Even after the prayers are over, men sit in the mosque reading the Quran, some out loud, some to themselves. Today, while praying the Sunnah, I caught a man falling to his knees in anguish, crying out loud for mercy, to a diety that exists only in his mind, let me reword that, he asked for forgiveness, wept in front of others to a concept- the mere concept of God. Even if looked upon with the most skeptical of eyes, the scene was enough to make you intake a sharp breath. People around him, ran to his 'aid', helped him to sit up and consoled him, Allah is merciful, all forgiving, all loving.
I must sound like a tool, especially to those who know me. But, I am awed by the scene that unfolds before me everyday almost five times a day. Sure, there is a monotony to it. And yes, sometimes it does seems fruitless, but the faith of everyone around you, even those that are doing much worse than you and I, is enough to make the most skeptical of people sit up and take notice.
postscript:
Today was the first day I prayed at Fajr since I got back to Doha. Fajr fell at 4:28 am today. I walked into to the mosque to a sight I wasn't prepared for. The place was as full as it is at Isha, which is probably the easiest prayer to attend since it falls after everyone is off work and before dinner (most people have dinner here around 9pm). I have forgotten so many things about Islam, but a word came to my mouth from the depths of my psyche, Subhanallah. In rough translation, it means glory be to Allah. I was surprised that so many people showed up, you could tell that it was taking a toll on some of them too. As I walked in, a man was sleeping by the door, he had woken up, washed himself (wodhu) and walked to the mosque only to sit down and doze off before the prayer began, trying to squeeze every inch of sleep out before his day began. Thats the difference for muslims, they don't look upon praying five times a day as a chore, its a part of life.
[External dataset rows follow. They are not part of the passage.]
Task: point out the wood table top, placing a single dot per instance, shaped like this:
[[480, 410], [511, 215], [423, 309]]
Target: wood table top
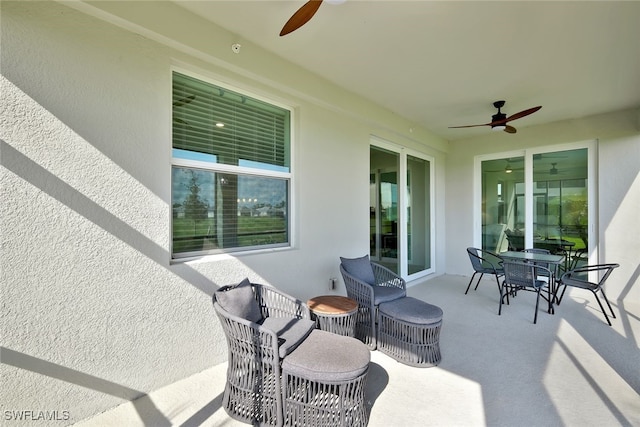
[[332, 304]]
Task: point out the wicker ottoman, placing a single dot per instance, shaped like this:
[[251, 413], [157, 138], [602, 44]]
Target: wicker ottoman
[[323, 382], [409, 331]]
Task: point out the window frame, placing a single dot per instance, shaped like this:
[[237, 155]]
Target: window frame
[[237, 170]]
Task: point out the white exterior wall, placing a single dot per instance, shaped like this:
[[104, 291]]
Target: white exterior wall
[[93, 312], [618, 190]]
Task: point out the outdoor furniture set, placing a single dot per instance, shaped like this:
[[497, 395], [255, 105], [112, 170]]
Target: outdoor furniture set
[[292, 366], [281, 369], [536, 270]]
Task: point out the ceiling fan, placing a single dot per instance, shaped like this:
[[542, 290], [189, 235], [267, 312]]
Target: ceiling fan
[[303, 15], [499, 120]]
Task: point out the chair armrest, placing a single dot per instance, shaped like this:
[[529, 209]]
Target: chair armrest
[[248, 337], [386, 277], [492, 259], [585, 270], [357, 290], [275, 303]]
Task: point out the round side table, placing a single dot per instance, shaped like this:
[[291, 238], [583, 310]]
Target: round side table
[[334, 313]]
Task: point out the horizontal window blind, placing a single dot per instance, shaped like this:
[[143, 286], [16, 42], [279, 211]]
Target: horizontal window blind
[[231, 126]]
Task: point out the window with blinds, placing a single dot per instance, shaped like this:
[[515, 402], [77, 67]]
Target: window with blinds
[[230, 170]]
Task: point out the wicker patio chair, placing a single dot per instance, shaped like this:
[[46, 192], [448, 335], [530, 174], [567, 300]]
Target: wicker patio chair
[[262, 325], [579, 278], [484, 262], [370, 284]]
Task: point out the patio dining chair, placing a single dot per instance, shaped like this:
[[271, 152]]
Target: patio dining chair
[[524, 276], [262, 326], [484, 262], [370, 284], [579, 278]]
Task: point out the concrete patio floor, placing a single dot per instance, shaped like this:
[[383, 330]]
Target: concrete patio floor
[[570, 369]]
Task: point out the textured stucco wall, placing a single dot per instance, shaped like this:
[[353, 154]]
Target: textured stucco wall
[[93, 312]]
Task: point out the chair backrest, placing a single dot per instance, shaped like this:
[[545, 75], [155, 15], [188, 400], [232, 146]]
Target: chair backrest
[[582, 273], [359, 268], [481, 259], [519, 273], [537, 251]]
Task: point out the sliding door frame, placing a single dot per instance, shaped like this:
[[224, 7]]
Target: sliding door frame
[[528, 154], [403, 248]]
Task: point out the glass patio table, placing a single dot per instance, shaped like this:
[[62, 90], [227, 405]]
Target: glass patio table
[[538, 258]]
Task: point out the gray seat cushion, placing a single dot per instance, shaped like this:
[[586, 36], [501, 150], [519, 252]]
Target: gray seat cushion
[[240, 301], [290, 330], [412, 310], [360, 268], [386, 293], [327, 358]]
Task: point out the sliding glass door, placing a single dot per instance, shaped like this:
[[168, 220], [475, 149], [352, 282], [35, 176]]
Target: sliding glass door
[[400, 210], [537, 200]]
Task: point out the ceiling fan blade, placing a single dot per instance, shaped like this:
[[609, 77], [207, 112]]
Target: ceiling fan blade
[[469, 126], [184, 101], [301, 17], [522, 113]]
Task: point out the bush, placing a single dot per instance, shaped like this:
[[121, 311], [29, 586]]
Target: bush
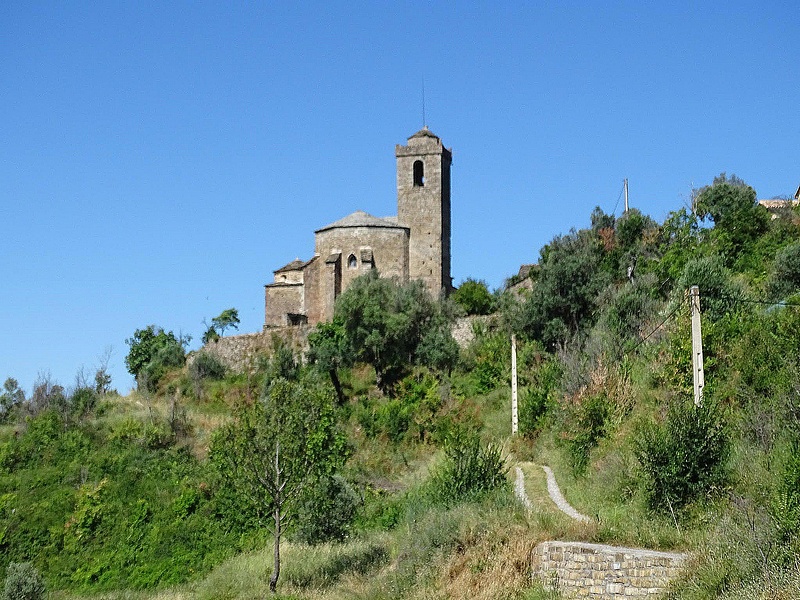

It happens every day for the entirety of your life, and after a few weeks of the routine, you get used to it; It doesn't seem that arduous a task. A lot of people make Islam out to be this tradition ridden religion in which everything has to be done properly, but that guy who slept for 2 minutes before the prayers probably doesn't see it that way. After all, he did show up and probably does every day.